HR Professionals are in the sights of The Securities and Exchange Commission (SEC). The SEC may soon apply greater pressure on HR professionals when it comes to “human capital resources” reporting. Updated guidance from the SEC may be imminent, according to HR Dive.
In 2020, the SEC amended a rule requiring companies to disclose human capital management resources if they are “material to an understanding of the registrant’s business”. However, not much detail was provided beyond that. A Notice of Proposed Rulemaking (NPRM) is expected in April, though, with a focus on board diversity. An updated NPRM about human capital management disclosures could also be coming soon.
In light of the changing rules, investors are pressuring companies in general to align themselves with environmental, social and governance (ESG) strategies. This likely means further evolution for the Chief Human Resources Officer (CHRO) role as well, HR Dive sources noted.
Things are changing in part because more companies, HR professionals, and HR leaders are paying attention to ESG. Looking at its impact on business, along with prompting from shareholders. Some companies have opted to tie in executive compensation to diversity and inclusion goals. Others have created roles related to ESG specifically, according to a 2020 Willis Towers Watson survey cited by HR Dive.
Measuring success and creating accountability are two challenges HR departments may already be dealing with, or will have to figure out moving forward. The problem is, not every department is ready to tackle those challenges. In addition, there’s pressure on executives to get it right.
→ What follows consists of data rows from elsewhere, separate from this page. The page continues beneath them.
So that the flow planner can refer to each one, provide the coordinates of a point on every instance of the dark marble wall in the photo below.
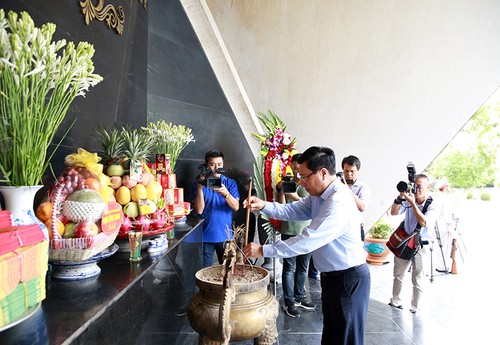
(155, 70)
(183, 89)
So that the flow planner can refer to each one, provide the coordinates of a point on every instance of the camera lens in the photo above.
(402, 186)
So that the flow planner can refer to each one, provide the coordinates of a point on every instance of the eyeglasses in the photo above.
(304, 178)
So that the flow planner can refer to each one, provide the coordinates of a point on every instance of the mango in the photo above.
(123, 195)
(131, 209)
(138, 192)
(154, 190)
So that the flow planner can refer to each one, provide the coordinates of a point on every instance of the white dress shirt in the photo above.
(333, 234)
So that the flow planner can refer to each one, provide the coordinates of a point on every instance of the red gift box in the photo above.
(5, 219)
(167, 180)
(176, 210)
(178, 195)
(173, 196)
(13, 237)
(163, 163)
(168, 196)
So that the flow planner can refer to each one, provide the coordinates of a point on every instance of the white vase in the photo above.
(19, 202)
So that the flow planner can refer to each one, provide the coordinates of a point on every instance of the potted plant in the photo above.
(39, 79)
(169, 139)
(375, 243)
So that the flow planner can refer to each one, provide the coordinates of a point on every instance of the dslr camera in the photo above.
(206, 179)
(410, 186)
(288, 185)
(340, 175)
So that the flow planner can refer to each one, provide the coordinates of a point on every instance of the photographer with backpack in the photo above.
(420, 212)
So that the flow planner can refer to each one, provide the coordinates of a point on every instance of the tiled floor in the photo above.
(454, 310)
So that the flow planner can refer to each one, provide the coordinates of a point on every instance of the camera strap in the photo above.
(424, 209)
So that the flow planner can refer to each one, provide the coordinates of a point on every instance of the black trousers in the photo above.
(345, 296)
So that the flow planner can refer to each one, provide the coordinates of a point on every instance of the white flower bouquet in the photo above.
(170, 139)
(38, 81)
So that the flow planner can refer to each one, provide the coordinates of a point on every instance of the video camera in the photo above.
(206, 179)
(340, 175)
(288, 185)
(410, 186)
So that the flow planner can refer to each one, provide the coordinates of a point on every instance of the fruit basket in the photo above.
(82, 222)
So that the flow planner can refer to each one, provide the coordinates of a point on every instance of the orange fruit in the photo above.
(59, 228)
(44, 211)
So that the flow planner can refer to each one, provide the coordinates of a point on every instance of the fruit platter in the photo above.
(79, 212)
(141, 198)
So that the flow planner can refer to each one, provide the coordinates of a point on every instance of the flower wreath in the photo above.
(276, 148)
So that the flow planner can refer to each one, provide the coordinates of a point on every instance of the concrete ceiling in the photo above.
(389, 81)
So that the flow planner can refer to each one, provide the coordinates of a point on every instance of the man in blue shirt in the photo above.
(360, 191)
(216, 206)
(332, 237)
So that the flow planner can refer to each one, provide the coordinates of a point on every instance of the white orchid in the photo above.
(170, 139)
(39, 79)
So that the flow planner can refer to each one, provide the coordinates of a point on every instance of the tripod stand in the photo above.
(440, 243)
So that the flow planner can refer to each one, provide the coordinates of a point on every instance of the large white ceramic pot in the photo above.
(19, 202)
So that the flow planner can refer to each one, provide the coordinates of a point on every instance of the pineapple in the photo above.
(137, 145)
(136, 149)
(111, 142)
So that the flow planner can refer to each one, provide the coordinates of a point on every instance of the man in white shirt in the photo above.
(332, 237)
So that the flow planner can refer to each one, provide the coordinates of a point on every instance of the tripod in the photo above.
(440, 243)
(459, 235)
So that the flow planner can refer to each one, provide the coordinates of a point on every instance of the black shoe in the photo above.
(305, 304)
(182, 311)
(291, 309)
(396, 306)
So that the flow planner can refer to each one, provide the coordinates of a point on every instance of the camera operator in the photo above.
(215, 204)
(294, 268)
(360, 190)
(411, 202)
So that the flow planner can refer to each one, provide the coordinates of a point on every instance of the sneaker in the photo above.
(291, 309)
(182, 311)
(396, 306)
(305, 304)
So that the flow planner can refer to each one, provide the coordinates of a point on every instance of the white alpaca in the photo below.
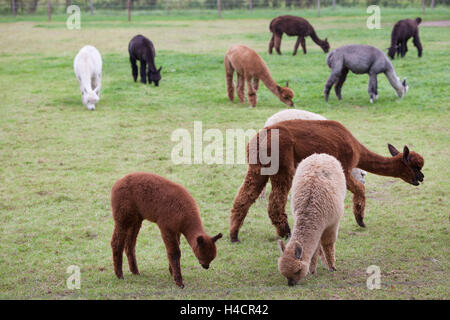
(88, 70)
(318, 194)
(294, 114)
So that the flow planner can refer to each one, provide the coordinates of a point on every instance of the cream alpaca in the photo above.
(88, 70)
(318, 195)
(292, 114)
(250, 66)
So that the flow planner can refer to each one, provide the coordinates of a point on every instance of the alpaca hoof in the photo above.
(360, 222)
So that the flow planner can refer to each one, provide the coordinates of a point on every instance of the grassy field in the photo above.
(59, 161)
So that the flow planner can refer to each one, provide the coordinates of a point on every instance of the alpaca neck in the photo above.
(394, 81)
(374, 163)
(316, 39)
(193, 229)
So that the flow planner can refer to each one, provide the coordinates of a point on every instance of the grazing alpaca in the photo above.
(402, 31)
(298, 139)
(361, 59)
(250, 66)
(139, 196)
(318, 194)
(293, 114)
(142, 49)
(294, 26)
(88, 70)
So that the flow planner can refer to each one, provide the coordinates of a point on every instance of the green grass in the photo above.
(59, 161)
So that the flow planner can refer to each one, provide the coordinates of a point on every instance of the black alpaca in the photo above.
(142, 49)
(402, 31)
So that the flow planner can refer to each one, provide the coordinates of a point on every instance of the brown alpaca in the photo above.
(139, 196)
(299, 139)
(294, 26)
(250, 66)
(318, 194)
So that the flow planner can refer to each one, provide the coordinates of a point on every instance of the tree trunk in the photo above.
(13, 7)
(218, 9)
(49, 10)
(129, 10)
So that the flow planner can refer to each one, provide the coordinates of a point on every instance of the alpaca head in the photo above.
(154, 76)
(290, 264)
(206, 250)
(410, 165)
(286, 95)
(325, 46)
(90, 98)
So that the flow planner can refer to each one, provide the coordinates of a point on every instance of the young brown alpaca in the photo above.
(294, 26)
(402, 31)
(139, 196)
(250, 66)
(299, 139)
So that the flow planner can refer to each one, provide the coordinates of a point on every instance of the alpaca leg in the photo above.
(143, 71)
(328, 239)
(330, 82)
(313, 264)
(277, 42)
(418, 45)
(340, 83)
(256, 84)
(303, 43)
(240, 88)
(297, 43)
(359, 199)
(281, 184)
(271, 43)
(130, 246)
(372, 86)
(251, 92)
(172, 243)
(246, 196)
(133, 68)
(229, 79)
(117, 245)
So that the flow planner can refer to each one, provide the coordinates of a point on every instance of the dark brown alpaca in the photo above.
(139, 196)
(294, 26)
(299, 139)
(402, 31)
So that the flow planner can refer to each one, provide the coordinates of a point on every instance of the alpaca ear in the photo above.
(298, 251)
(281, 245)
(392, 150)
(217, 237)
(405, 154)
(200, 241)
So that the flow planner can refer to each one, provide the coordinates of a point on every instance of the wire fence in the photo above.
(24, 7)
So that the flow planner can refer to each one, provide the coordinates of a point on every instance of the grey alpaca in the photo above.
(361, 59)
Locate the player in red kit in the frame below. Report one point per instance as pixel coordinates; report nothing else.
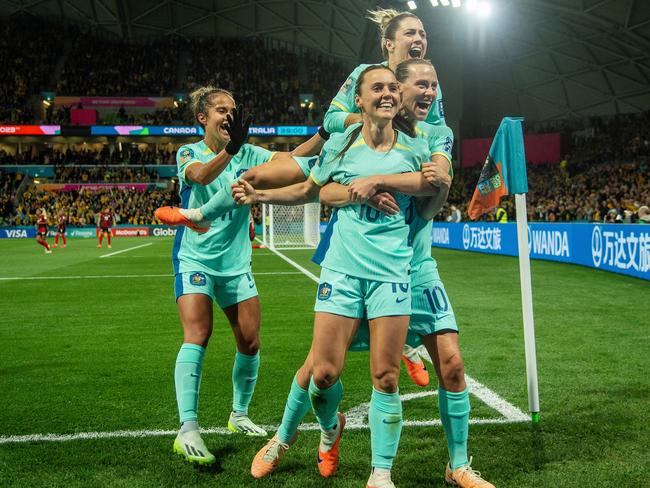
(105, 224)
(41, 230)
(61, 222)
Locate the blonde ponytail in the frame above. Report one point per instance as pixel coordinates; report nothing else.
(388, 20)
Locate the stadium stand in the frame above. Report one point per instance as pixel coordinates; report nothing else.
(85, 64)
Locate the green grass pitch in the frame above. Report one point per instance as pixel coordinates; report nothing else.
(88, 345)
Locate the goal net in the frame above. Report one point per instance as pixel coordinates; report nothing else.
(295, 227)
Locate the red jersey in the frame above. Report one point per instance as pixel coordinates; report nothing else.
(105, 220)
(61, 221)
(42, 224)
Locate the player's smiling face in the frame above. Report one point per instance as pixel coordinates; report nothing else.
(410, 41)
(379, 95)
(215, 117)
(419, 91)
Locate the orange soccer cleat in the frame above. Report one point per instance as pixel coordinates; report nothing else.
(328, 462)
(465, 477)
(415, 366)
(176, 216)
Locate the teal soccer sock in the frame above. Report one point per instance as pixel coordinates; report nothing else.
(219, 204)
(294, 411)
(385, 419)
(187, 377)
(454, 413)
(244, 378)
(325, 403)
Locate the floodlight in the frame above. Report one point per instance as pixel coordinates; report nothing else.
(484, 9)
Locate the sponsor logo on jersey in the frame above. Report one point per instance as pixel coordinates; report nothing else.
(198, 279)
(324, 291)
(448, 144)
(187, 155)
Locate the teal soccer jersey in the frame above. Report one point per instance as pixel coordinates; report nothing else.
(440, 140)
(366, 243)
(224, 250)
(343, 105)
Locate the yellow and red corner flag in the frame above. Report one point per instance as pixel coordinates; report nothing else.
(504, 171)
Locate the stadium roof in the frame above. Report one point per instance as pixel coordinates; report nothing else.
(547, 59)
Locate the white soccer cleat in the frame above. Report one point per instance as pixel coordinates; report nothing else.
(241, 424)
(191, 447)
(380, 478)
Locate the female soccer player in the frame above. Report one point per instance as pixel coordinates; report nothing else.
(285, 169)
(365, 269)
(61, 223)
(432, 320)
(215, 266)
(402, 37)
(104, 226)
(41, 230)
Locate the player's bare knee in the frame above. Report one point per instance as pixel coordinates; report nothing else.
(325, 375)
(386, 379)
(453, 372)
(249, 345)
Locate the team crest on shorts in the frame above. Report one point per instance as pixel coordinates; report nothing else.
(186, 155)
(324, 291)
(198, 279)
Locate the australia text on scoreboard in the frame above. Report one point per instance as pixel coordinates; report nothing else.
(621, 248)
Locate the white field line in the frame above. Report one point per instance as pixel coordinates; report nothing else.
(88, 277)
(487, 396)
(117, 434)
(125, 250)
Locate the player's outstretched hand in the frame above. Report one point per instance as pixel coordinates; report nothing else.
(385, 203)
(435, 175)
(243, 193)
(362, 189)
(237, 127)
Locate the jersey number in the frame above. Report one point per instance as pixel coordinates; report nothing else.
(437, 299)
(371, 214)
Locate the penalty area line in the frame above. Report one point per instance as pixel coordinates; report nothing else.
(125, 250)
(134, 434)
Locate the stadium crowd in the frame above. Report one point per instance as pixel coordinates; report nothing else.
(67, 61)
(601, 193)
(129, 206)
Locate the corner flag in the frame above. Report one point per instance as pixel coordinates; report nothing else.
(504, 171)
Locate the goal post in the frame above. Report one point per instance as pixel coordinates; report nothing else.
(291, 227)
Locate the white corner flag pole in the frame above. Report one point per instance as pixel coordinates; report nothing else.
(527, 306)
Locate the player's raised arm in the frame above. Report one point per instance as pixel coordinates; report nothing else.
(298, 194)
(228, 130)
(337, 195)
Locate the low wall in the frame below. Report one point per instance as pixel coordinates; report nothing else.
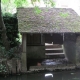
(36, 52)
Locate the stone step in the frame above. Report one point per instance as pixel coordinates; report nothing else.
(54, 54)
(53, 51)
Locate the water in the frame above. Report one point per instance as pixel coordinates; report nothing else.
(63, 75)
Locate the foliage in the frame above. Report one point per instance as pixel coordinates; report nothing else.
(11, 24)
(3, 68)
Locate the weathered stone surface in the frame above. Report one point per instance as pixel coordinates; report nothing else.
(70, 47)
(49, 20)
(78, 49)
(36, 52)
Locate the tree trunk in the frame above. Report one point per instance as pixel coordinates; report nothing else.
(3, 32)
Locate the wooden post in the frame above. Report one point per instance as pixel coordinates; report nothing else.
(24, 54)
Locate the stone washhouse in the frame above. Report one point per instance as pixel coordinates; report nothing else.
(45, 25)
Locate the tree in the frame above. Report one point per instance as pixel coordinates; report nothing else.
(18, 3)
(3, 31)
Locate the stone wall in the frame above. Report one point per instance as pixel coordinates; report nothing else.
(36, 52)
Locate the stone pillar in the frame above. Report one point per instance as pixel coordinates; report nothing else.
(70, 47)
(24, 54)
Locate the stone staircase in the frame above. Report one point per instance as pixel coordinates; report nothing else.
(54, 51)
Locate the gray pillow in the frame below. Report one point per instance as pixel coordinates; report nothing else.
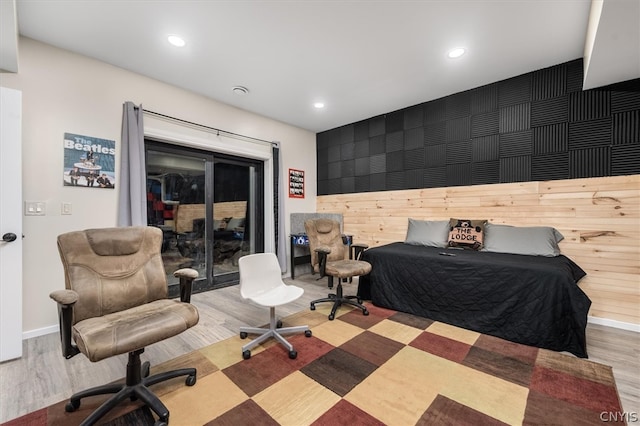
(431, 233)
(531, 240)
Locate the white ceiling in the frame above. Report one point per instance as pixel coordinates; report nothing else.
(361, 58)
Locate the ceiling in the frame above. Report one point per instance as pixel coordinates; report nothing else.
(360, 58)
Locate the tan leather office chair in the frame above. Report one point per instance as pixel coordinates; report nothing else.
(330, 256)
(115, 302)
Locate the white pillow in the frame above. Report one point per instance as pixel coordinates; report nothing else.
(532, 240)
(430, 233)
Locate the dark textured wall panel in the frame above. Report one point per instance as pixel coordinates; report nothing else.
(362, 149)
(395, 161)
(414, 159)
(515, 144)
(591, 162)
(459, 175)
(485, 124)
(625, 160)
(548, 139)
(459, 152)
(590, 134)
(515, 118)
(515, 169)
(377, 145)
(589, 105)
(486, 148)
(624, 101)
(549, 111)
(537, 126)
(436, 155)
(485, 173)
(435, 134)
(435, 177)
(414, 138)
(458, 129)
(395, 141)
(550, 166)
(626, 127)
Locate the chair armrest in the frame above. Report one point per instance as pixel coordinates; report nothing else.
(65, 300)
(186, 275)
(322, 259)
(357, 249)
Employees are a big stakeholder in this new era of ESG and diversity, equity, and inclusion (DEI) initiatives. Working for a company that aligns with their personal values is important to them. And including ESG funds in the company retirement plan may encourage higher participation rates.
A focus on ESG is embedded at the board level, however, it has not fully trickled down to HR professionals. According to Marie Holmstrom, southeast market leader for Willis Towers Watson, who was quoted in HR Dive, “‘We see there’s greater opportunity and greater linkage where a company not only reports on ESG but also their principles on ESG and how that translates into actual retention of employees,’” Holmstrom said. Put another way, employees want to work for companies that have a clear north star and mission when it comes to these initiatives.
Going forward, HR professionals will likely be in the driver’s seat when it comes to steering future ESG and DEI initiatives. That means not only collecting and reporting data, but also setting targets for success and accountability metrics. HR is uniquely positioned to lead the way on these initiatives, and should take a proactive approach to doing so, even if the way forward isn’t entirely clear at this juncture.